I have seven nephews and nieces. They are all adults now – a few are married with kids. When they were little, they thought I was the coolest aunt. Now, I am not sure what they feel – I don’t know them as adults. I blame life changes and personalities, – not tension or such. I also blame myself for being busy at work and living like the world.
OK, whom am I kidding. I don’t blame Facebook. I don’t blame the world. I don’t blame growing up the way I did. I don’t blame the lack of good men. I don’t blame my thyroid for my chubbiness. (OK, well, you know, that does make being 65 pounds overweight sound less sad.)
It is all on me. I make choices. I do these things. I waste time. I cave to my natural born curiousness. I am the one who spends hours just looking at pictures and posts of people I don’t know or looking for things to post.
I am the one who got aggravated at my dog and raised my hand like I was going to hit him. His response literally broke my heart.
So, sitting beside the bed, trying to figure out how to get him out from under the bed. I decided if things were going to change, it was up to me. No excuses. (Oh, i am just looking for this or doing work stuff.)
Facebook and I are not necessarily going our separate ways. We are going on a break. (Can’t you just hear Ross and Rachel from Friends? (For those of you who don’t know what I am talking about – Google it.).)
Instead of the blank stares and reading things and looking at pictures on Facebook or Twitter – I am going to start reading an actual book I can hold in my hand, writing things I want to write, working on my blog, but more importantly, i am going to hang with my dog.

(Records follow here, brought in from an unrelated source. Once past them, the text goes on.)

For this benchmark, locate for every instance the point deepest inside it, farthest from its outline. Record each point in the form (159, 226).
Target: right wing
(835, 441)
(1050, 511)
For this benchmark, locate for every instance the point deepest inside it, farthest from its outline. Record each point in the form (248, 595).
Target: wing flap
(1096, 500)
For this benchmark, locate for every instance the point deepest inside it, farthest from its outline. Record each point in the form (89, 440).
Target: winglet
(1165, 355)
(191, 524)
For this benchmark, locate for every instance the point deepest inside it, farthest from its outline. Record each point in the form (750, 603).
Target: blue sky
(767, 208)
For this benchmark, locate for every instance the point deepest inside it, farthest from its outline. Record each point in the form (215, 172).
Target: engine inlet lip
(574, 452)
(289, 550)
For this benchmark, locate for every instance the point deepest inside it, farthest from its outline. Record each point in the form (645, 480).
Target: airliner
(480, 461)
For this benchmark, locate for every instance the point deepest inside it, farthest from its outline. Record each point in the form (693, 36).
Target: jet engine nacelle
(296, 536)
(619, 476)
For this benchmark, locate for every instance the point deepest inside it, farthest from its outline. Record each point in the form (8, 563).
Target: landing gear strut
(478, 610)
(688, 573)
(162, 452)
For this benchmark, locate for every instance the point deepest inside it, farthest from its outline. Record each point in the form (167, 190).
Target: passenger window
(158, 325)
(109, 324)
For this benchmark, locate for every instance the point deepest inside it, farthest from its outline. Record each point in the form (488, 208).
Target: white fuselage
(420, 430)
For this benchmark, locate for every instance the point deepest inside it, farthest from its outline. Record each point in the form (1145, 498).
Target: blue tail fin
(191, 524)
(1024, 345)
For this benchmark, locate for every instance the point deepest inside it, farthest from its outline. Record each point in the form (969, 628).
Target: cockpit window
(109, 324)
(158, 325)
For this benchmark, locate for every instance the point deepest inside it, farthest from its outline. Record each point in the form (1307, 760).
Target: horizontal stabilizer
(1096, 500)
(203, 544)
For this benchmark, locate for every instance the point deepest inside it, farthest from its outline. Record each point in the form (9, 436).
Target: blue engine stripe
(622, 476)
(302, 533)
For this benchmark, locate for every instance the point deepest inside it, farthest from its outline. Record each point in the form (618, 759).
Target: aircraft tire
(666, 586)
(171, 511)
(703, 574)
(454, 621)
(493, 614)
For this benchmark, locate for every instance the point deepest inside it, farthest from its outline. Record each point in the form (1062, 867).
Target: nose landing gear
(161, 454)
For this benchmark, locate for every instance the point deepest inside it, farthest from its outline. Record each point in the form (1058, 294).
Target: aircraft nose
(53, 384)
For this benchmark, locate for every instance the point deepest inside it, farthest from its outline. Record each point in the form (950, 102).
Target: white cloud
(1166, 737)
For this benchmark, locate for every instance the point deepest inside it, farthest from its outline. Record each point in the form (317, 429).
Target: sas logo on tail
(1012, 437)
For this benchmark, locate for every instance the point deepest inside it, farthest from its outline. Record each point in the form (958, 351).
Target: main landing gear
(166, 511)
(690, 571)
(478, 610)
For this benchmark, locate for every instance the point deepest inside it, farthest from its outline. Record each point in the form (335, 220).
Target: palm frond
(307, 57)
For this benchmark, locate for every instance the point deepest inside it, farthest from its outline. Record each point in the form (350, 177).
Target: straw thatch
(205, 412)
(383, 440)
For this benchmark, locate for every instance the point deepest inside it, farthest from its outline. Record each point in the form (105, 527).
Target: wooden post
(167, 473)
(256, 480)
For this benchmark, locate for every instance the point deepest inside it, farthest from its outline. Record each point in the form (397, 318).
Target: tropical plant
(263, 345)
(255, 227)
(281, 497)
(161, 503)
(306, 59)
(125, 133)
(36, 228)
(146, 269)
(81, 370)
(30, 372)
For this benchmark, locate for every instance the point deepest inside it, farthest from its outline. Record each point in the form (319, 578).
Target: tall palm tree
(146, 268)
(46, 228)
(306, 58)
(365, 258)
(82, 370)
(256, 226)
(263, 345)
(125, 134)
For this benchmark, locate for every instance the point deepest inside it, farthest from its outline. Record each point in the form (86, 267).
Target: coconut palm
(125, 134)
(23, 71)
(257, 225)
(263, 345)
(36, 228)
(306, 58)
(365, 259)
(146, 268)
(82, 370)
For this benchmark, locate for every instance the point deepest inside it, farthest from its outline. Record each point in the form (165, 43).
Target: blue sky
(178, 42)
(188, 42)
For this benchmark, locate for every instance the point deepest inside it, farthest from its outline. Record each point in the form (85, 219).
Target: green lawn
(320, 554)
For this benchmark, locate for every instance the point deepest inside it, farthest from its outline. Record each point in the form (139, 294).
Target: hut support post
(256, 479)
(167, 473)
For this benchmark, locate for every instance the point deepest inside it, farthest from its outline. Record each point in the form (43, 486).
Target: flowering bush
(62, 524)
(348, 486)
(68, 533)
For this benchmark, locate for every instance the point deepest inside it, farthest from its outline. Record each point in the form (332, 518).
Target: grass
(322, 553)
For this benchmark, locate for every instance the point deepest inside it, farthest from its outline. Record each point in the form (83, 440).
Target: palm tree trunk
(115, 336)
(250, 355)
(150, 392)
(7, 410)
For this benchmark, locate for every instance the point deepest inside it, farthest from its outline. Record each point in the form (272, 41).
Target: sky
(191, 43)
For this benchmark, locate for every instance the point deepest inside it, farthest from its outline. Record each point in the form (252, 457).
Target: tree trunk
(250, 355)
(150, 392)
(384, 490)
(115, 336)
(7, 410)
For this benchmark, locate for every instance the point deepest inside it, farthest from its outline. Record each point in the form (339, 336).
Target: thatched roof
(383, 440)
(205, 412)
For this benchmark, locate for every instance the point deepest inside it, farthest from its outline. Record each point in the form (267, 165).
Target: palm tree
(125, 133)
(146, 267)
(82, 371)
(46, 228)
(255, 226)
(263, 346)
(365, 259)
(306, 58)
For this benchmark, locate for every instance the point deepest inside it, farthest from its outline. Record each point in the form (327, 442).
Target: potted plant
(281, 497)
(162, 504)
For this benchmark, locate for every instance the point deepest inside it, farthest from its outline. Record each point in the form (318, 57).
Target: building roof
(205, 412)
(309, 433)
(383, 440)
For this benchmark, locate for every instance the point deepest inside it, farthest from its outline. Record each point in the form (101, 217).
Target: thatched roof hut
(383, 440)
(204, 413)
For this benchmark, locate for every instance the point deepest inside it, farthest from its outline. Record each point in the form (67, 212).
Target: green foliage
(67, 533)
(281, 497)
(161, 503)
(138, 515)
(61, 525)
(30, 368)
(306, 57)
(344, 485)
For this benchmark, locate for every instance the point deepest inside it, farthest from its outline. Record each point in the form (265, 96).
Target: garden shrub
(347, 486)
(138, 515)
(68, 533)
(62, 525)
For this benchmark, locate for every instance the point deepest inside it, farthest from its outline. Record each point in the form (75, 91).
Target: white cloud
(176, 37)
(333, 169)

No , I don’t blame Facebook or Twitter for my procrastination or lack of accomplishing goals or for my house not being clean. I don’t blame Facebook or Twitter for my dog acting out. I don’t blame Facebook for Donald Trump winning or whatever the latest political thing is. I don’t blame Facebook for spoilers on Dancing with the Stars either.
It is all me. (Wonder if we would all starting holding ourselves accountable for our actions – even the most routine – what would happen – online and off?)
My Facebook time will be limited to work hours and only for work use – to check out our page, or take a quick glance at my stuff, in case someone has sent me a message etc.
I am not quitting Facebook – I am just giving up my excessive use of Facebook for my dog.
I still blame Nicholas Sparks though – his male leads in his novels just …. mmmm….
Signed Your Friend,
PS The dog came out from under the bed. We have played chase, wrestled and even belted out some tunes together on the harmonica. He is much better therapy than reading a post or seeing a Meme. Just saying.